In 1944, he became a teacher at the Free Institute of Tetouan. He participated in the founding of the Workers' Union affiliated to the Party of National Reform (PRN). He was elected to its Central Committee. Before Bennouna returned to the Spanish zone in 1945, he worked as a freelance journalist, editing the PNR's official newspaper. He appeared to be the PNR's largest media expert.

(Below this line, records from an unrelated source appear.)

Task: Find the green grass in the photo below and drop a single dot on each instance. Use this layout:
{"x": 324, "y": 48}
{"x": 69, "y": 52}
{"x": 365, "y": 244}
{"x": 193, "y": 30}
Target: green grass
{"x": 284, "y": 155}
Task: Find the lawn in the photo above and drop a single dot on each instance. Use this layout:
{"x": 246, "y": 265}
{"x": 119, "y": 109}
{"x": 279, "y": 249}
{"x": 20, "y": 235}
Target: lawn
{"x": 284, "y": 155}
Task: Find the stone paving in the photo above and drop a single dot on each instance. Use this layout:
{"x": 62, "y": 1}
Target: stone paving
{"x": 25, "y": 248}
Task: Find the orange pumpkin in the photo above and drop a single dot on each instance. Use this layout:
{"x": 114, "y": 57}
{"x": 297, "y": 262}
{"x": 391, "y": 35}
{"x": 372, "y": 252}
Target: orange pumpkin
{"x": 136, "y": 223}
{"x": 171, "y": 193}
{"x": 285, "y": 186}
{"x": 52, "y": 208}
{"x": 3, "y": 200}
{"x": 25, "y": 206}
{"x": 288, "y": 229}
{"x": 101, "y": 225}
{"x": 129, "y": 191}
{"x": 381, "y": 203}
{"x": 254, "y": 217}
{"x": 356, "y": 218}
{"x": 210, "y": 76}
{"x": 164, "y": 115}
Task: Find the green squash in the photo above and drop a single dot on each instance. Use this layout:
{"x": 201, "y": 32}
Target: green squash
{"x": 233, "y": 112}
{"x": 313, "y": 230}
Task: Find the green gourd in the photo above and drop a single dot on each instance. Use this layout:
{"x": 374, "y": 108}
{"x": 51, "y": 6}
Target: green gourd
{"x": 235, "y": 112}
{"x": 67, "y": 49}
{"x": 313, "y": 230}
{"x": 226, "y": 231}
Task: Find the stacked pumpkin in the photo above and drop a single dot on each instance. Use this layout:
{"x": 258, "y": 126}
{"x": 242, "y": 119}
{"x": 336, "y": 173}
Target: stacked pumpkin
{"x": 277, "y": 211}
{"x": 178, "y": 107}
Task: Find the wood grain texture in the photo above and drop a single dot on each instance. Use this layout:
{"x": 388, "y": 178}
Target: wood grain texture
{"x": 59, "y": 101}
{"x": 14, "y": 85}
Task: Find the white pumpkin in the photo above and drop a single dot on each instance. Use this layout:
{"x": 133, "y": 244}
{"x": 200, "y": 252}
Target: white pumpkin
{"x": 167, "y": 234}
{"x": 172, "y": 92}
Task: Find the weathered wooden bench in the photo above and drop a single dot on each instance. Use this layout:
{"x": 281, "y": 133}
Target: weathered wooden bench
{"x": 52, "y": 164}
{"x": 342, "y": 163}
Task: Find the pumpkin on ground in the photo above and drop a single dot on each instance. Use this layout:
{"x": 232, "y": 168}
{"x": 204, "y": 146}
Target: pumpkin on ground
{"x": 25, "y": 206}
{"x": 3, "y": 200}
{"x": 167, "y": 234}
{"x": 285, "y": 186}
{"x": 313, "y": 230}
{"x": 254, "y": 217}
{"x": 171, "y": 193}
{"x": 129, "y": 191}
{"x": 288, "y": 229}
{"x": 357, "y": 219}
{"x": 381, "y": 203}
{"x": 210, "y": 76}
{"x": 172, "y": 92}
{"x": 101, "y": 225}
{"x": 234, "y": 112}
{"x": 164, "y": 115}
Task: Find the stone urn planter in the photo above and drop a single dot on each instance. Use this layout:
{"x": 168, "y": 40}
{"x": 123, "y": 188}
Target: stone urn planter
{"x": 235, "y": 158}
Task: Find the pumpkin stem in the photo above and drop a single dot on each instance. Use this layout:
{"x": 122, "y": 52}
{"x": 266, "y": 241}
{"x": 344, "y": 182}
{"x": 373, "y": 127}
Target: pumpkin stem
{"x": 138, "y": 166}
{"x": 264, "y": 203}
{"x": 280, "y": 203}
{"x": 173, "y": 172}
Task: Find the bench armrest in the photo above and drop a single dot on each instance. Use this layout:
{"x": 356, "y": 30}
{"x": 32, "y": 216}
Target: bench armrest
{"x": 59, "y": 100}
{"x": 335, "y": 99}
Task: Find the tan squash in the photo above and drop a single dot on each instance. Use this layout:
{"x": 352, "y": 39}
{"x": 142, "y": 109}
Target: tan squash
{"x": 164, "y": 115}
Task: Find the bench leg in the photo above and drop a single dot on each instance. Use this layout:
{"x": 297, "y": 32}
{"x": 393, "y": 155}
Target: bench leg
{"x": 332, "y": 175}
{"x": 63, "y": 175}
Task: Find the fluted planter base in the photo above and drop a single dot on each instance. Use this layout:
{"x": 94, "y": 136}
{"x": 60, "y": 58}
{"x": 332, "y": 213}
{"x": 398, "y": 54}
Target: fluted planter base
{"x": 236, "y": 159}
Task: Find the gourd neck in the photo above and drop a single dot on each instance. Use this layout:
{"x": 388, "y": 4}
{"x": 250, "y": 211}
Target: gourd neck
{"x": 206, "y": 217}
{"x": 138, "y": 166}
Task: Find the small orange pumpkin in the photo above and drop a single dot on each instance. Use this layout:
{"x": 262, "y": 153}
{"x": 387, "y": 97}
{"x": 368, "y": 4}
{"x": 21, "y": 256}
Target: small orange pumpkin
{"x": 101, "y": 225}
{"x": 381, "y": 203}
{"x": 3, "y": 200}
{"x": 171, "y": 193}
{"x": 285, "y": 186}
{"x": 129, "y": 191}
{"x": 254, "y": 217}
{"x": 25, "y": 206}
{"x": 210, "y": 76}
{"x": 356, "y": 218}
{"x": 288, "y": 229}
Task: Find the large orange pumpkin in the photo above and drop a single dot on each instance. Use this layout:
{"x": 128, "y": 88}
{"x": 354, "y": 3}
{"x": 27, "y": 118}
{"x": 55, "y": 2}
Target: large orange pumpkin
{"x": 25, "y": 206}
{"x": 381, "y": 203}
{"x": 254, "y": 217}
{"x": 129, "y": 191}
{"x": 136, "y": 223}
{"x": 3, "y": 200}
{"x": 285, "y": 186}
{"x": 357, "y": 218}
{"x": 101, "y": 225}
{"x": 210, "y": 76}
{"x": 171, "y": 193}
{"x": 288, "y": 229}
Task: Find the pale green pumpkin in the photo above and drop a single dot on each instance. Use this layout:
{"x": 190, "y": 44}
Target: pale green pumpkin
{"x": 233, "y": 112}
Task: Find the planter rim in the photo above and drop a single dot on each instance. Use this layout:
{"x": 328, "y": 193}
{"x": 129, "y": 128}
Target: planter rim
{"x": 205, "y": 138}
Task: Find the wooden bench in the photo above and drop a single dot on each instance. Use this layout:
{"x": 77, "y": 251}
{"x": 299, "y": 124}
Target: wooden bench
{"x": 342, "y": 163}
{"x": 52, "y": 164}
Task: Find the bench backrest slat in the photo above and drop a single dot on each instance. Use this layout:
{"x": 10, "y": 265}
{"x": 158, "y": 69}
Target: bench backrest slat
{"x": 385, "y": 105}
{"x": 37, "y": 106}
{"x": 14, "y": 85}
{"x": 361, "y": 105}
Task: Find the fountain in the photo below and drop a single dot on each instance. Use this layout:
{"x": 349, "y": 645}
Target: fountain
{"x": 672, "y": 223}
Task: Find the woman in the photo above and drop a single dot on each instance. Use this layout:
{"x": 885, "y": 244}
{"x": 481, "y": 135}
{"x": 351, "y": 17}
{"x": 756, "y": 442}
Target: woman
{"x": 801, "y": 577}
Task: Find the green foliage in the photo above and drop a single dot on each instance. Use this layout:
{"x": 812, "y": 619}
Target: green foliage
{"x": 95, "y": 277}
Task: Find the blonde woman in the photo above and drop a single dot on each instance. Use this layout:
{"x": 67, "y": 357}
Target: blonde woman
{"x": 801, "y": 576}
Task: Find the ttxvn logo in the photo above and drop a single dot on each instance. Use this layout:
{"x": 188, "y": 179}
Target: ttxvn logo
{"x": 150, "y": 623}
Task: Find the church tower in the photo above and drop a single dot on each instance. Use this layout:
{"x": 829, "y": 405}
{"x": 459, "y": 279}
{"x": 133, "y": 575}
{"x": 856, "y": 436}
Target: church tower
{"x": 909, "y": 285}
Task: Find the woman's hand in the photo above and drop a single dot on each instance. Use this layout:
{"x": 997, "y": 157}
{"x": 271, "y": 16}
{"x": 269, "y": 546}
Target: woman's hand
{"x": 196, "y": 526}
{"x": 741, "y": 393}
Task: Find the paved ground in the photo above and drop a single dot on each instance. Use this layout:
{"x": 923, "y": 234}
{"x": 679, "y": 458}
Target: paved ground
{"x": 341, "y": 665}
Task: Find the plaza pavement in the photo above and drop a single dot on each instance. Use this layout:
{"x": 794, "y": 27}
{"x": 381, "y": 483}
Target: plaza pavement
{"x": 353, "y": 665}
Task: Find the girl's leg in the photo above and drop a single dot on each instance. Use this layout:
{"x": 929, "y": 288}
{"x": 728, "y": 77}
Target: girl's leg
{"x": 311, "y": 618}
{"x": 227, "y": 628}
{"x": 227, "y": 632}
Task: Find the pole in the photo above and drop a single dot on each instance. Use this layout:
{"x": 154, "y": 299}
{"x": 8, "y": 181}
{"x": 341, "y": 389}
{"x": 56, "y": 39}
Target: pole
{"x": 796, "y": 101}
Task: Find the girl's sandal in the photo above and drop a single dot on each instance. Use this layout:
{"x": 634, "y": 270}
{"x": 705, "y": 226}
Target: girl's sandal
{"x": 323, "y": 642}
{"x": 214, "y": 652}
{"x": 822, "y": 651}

In Tetouan in 1953, he directed the newspaper Al Oumma, organ of the PRN. Upon independence in 1956 he joined the Press Service of the Royal Cabinet of Mohammed V, including the preparation of the President's trip to New York in 1957. He launched Maghreb Arab Press (MAP) in 1959, a private agency that continued until 1975. It was nationalized in 1973. Between 1958 and 1962, he assisted in the creation of Tunisian (TAP), Libyan (JANA), Senegalese (APS), Malian (APA) and Algerian (APS) press agencies, and supervised the launch of the French news agency. (AIIC) of the Organization of the Islamic Conference in 1973–74.

=== Political career ===
In spite of the fact that Bennouna was not a diplomat by education, due to his outstanding intellectual capabilities and networking skills he became the first Moroccan representative in the United Nations. His nationalist credentials and familiarity with the workings of the mass media made him the ideal choice for the task at hand. This initiative led to the establishment of the Moroccan Office of Information and Documentation in Manhattan in 1952, through which Moroccan activists sought to build a network of support for their cause in the Western Hemisphere, despite facing significant cultural and linguistic barriers. He had the appearance of a modern professional and leadership experience. The appointment of Bennouna was especially important for the Moroccan independence movement. Bennouna had some practical insights regarding the anti-colonial struggle, and was seen as an important figure inside this struggle for independence. He stressed that the Moroccan nationalist movements needed the help of the Americans, in addressing the general public to overcome the considerable cultural barrier. Bennouna did so through submitting reports to the UN secetrary general, demanding Morocco's independence, which was picked up by several newspapers. Eminent diplomats would embrace Bennouna's activities at the United Nations. Bennouna also established tight contacts with Arab media representatives in New York. After Morocco gained its independence, Bennouna was appointed as press secretary of the royal cabinet by king Mohammed V.

== Publications ==
The Spanish authorities condemned his activism abroad for national independence. Upon his return to Morocco in 1948 he was prevented to enter his country, which forced him into exile. And certainly cruel on a personal level, his time in exile allowed Mehdi to write a book on the history of European colonialism in Morocco. "Our Morocco, The Story of a Just Cause" in 1951. The goal of this work was to influence the public opinion in supporting the Moroccan struggle for self-determination, and ultimately be heard by the United Nations. The nationalist press proudly printed excerpts from "the first book written by a Moroccan writer in English about the just cause of Morocco" and announced that it would be "widely distributed in all Asian, African, European, and American countries and at the UN. The writer Rom Landau personally supported Mehdi to edit the English version of his book.
His second book, Morocco .. The Critical Years, was published in 1989.

== Personal life ==
He married Khadija Slaoui on the 29th. They had four children.

He died in Rabat on March 23, 2010, and was buried in his hometown of Tetouan.